Lisa Nandy, the shadow energy and climate change secretary, said: “We face real risks to our energy security, particularly next winter. Energy bills are still too high and we’re failing to cut emissions fast enough. By any reasonable standard, this government’s energy policy is failing.”

Keith Anderson, chief corporate officer of ScottishPower and one of the signatories on the CBI letter, said that Britain was facing an increasingly uncertain future in terms of its energy supplies, which had sapped confidence in the industry’s investment climate.

“In the medium to long term we don’t think it’s sustainable to carry on this way. You will start seeing massively increased volatility in terms of prices. It’s going to get worse.”

ScottishPower is set to shut down Longannet, Britain’s second-biggest coal power station, in March because of increasingly tough emissions legislation.

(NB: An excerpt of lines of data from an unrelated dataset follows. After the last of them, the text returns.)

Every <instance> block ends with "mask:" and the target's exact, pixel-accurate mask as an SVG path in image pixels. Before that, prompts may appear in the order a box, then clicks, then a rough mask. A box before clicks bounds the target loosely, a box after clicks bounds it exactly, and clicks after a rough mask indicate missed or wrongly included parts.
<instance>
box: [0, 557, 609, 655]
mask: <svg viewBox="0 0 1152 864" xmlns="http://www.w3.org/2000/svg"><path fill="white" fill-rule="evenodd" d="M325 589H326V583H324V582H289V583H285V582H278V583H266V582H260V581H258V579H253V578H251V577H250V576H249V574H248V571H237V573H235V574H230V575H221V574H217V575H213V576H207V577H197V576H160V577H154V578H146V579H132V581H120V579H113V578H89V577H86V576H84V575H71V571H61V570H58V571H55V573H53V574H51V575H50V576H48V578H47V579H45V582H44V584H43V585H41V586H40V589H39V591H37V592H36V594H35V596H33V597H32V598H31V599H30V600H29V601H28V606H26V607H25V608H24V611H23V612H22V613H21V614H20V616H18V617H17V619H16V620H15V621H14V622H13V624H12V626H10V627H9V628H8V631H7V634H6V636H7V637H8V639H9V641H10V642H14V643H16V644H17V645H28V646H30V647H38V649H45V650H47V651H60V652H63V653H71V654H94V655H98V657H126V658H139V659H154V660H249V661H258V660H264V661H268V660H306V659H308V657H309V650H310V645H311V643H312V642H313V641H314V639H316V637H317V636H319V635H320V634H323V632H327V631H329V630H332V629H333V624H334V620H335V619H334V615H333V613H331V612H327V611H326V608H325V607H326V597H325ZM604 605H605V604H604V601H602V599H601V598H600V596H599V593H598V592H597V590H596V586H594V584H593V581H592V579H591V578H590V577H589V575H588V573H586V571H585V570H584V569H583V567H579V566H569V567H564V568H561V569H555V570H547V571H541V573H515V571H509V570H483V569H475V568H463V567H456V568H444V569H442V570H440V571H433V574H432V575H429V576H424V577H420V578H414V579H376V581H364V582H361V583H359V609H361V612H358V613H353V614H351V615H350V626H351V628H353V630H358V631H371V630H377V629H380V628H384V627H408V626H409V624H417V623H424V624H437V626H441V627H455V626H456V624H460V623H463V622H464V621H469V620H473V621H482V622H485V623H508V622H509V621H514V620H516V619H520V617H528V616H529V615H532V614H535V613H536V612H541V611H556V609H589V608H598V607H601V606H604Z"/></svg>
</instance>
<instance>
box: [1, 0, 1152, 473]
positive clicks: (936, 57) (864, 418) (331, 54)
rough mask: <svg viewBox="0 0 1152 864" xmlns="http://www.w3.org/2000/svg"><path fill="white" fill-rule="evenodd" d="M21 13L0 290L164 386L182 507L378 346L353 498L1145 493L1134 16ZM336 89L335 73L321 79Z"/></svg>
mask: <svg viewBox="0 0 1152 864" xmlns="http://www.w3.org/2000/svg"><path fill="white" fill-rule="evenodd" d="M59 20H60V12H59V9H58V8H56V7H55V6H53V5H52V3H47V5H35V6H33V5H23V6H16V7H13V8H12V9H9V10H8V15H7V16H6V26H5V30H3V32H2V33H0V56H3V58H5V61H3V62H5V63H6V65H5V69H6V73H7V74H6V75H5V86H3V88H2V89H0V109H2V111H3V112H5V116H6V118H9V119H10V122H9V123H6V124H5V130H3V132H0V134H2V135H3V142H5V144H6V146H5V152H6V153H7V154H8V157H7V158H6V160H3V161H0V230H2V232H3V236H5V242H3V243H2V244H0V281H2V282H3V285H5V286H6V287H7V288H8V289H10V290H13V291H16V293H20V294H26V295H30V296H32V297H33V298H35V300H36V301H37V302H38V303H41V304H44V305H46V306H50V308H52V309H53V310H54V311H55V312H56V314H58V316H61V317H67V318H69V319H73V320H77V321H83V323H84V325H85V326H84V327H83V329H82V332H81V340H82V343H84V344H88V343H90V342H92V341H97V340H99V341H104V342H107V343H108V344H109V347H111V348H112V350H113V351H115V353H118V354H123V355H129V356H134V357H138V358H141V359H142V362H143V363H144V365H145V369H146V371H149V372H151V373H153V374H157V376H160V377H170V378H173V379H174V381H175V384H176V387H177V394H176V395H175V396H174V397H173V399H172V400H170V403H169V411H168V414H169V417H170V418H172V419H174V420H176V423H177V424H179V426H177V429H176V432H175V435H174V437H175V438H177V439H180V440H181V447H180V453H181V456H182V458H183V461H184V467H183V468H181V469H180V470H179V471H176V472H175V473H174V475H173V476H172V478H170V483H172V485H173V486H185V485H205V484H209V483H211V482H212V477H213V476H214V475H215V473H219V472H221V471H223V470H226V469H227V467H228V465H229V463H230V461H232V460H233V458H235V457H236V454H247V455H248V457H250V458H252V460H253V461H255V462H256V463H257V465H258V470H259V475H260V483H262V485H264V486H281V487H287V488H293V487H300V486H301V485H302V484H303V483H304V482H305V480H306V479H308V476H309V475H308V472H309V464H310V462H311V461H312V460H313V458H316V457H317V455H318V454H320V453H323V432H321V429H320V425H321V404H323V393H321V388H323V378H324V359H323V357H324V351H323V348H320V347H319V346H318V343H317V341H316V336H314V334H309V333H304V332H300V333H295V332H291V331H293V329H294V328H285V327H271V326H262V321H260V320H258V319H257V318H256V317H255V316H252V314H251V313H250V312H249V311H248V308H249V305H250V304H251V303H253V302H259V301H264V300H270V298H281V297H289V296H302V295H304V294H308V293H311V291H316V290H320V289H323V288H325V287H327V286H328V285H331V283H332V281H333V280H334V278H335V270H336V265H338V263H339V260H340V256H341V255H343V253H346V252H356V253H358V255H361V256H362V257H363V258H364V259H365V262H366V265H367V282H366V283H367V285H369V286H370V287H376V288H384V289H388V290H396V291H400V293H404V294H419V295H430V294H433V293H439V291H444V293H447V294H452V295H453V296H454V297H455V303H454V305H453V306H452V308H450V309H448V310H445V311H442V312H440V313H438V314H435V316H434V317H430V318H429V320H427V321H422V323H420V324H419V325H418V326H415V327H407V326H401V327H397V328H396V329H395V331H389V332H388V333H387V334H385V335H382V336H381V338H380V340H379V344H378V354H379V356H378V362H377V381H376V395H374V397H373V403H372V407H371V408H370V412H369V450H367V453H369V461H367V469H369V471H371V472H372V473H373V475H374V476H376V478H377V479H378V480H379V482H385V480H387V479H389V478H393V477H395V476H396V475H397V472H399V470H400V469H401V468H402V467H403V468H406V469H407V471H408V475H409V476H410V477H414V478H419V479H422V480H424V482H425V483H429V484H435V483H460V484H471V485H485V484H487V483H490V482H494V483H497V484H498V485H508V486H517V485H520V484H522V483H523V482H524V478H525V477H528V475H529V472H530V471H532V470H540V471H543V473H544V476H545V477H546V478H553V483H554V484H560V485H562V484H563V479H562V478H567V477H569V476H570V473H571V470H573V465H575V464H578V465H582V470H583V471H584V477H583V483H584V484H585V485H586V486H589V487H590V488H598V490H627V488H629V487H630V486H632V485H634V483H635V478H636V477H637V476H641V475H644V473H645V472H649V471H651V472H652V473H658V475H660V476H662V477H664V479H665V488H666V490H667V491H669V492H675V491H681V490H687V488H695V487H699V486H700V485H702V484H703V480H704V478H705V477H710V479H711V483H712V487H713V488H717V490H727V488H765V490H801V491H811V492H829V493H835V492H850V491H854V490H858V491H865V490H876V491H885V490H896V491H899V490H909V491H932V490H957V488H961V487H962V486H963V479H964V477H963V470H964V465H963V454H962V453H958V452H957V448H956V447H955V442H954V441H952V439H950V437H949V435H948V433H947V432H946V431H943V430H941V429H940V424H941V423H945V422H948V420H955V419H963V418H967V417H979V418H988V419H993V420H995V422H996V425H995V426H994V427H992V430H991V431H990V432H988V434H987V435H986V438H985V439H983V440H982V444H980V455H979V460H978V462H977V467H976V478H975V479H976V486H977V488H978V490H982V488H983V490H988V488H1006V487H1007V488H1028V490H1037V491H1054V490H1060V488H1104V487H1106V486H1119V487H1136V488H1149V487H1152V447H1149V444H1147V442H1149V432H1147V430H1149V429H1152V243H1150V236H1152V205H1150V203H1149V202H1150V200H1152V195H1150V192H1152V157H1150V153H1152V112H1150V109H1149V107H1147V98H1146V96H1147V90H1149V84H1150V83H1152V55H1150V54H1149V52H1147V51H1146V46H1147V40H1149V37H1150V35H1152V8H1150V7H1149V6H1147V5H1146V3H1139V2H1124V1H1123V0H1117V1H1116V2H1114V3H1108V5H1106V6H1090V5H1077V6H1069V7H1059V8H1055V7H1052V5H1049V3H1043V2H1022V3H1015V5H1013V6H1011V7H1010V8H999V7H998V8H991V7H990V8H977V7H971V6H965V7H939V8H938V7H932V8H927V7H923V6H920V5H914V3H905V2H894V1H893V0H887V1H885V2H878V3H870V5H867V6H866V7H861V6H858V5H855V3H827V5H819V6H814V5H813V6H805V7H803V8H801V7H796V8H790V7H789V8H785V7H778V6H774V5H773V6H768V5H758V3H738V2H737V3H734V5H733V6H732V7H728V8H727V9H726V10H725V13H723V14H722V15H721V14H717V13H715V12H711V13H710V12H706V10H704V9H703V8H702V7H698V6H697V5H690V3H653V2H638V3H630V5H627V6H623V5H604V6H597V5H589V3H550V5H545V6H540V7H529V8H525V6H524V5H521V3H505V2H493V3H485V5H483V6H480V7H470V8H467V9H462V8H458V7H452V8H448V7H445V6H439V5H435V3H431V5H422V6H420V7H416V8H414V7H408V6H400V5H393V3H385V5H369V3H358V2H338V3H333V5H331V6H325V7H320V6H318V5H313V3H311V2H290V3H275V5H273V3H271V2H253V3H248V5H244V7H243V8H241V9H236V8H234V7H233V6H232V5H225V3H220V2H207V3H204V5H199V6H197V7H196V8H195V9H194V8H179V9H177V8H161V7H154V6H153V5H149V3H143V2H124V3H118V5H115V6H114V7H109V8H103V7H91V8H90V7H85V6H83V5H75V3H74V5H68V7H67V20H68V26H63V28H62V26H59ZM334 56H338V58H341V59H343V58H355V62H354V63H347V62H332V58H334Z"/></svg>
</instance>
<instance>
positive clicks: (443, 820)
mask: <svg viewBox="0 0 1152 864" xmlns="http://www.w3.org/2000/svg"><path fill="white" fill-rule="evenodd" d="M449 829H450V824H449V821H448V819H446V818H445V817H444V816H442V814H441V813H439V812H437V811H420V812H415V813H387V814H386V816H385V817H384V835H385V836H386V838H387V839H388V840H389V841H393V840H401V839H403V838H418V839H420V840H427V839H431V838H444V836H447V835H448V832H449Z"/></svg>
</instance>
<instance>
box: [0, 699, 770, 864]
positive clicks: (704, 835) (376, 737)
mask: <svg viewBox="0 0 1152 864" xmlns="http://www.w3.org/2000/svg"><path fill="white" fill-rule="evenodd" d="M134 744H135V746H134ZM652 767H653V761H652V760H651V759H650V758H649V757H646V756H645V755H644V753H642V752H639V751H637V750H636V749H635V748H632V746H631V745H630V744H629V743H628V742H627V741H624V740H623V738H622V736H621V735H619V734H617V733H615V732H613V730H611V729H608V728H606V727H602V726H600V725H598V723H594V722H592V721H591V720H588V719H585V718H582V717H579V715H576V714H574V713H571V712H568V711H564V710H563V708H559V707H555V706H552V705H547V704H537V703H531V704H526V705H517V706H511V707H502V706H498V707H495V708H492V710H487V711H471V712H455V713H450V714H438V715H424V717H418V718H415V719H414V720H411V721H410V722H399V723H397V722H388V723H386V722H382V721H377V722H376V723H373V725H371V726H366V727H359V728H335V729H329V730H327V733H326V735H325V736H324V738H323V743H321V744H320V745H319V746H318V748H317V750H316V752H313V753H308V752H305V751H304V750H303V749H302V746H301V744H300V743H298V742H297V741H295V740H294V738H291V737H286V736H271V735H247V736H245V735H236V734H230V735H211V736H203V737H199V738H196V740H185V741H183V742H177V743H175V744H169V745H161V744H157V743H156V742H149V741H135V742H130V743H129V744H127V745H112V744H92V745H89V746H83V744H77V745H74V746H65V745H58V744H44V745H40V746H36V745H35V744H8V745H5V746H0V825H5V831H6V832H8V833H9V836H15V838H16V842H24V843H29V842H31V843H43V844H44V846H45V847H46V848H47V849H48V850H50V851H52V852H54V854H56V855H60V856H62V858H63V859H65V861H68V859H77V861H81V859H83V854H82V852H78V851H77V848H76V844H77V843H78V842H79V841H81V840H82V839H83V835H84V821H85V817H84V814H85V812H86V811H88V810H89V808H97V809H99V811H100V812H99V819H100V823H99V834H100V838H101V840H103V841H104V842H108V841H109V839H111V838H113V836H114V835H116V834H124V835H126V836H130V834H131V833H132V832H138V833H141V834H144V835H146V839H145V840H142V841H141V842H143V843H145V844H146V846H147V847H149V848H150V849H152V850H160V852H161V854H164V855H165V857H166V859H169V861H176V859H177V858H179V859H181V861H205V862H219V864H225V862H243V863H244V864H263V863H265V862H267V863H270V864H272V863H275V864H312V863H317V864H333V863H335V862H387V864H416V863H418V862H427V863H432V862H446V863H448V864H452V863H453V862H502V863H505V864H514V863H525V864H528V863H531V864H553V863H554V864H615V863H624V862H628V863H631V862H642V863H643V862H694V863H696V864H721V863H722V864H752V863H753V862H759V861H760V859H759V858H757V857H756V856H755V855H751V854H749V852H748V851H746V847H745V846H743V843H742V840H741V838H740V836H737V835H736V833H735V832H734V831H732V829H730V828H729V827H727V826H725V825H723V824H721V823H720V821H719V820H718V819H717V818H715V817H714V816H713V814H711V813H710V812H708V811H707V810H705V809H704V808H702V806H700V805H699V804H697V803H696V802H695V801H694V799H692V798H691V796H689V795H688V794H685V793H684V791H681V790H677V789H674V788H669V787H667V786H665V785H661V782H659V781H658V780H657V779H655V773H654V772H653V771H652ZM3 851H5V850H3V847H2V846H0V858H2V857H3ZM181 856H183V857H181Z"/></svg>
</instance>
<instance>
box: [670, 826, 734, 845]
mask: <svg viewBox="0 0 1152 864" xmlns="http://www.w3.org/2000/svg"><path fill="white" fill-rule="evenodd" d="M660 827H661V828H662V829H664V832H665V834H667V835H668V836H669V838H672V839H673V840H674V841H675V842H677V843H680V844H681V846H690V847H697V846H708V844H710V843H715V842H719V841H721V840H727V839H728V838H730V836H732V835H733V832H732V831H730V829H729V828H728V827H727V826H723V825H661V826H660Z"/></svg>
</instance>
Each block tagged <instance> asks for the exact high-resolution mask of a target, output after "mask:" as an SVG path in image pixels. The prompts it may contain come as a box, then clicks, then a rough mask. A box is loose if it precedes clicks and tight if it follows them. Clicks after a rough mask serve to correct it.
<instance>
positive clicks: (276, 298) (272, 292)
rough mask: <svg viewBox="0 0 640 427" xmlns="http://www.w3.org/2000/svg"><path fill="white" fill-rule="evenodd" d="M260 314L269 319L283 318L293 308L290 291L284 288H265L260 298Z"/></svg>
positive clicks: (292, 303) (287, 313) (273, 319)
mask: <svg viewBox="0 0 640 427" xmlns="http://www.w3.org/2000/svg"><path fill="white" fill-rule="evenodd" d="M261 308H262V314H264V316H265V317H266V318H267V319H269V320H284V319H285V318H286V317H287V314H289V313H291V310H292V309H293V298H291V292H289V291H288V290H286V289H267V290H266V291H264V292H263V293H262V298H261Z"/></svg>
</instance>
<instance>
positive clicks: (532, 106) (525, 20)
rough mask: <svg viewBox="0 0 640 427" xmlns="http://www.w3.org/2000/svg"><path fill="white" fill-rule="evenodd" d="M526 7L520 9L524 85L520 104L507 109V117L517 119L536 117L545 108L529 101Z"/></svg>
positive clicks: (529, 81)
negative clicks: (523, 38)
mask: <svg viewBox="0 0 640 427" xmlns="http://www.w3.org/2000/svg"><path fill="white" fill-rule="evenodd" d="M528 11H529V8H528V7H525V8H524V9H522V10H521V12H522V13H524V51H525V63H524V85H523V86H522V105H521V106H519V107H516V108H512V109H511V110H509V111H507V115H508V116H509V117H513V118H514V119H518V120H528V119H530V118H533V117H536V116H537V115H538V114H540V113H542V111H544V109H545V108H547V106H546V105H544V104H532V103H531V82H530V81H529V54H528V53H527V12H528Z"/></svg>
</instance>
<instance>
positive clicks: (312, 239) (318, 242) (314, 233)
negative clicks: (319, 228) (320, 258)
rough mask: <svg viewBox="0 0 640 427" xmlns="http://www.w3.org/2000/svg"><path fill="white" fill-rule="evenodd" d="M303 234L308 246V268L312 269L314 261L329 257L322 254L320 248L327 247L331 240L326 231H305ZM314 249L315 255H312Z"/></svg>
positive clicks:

The loss of Longannet is likely to exacerbate electricity shortages at periods of peak demand, raising the likelihood of supply disruptions.

Last year Ms Rudd called for the closure of all UK coal plants within ten years, but no clear plan has been developed for how this will be achieved without creating power shortages.

Mr Anderson said that up to 25 sites for new gas-fired power stations had been granted planning consent in the UK, representing a potential investment of at least £16 billion, as well as a string of big onshore wind farms, but few if any of them were moving ahead because of a lack of clear policy support and uncertainty over their commercial viability.

Responding to the Institute of Mechanical Engineers’ report, a spokesman for the Department of Energy and Climate Change, said: “We are the first country to propose an end date to using unabated coal and we will do so in a way that maintains energy security, which comes first.”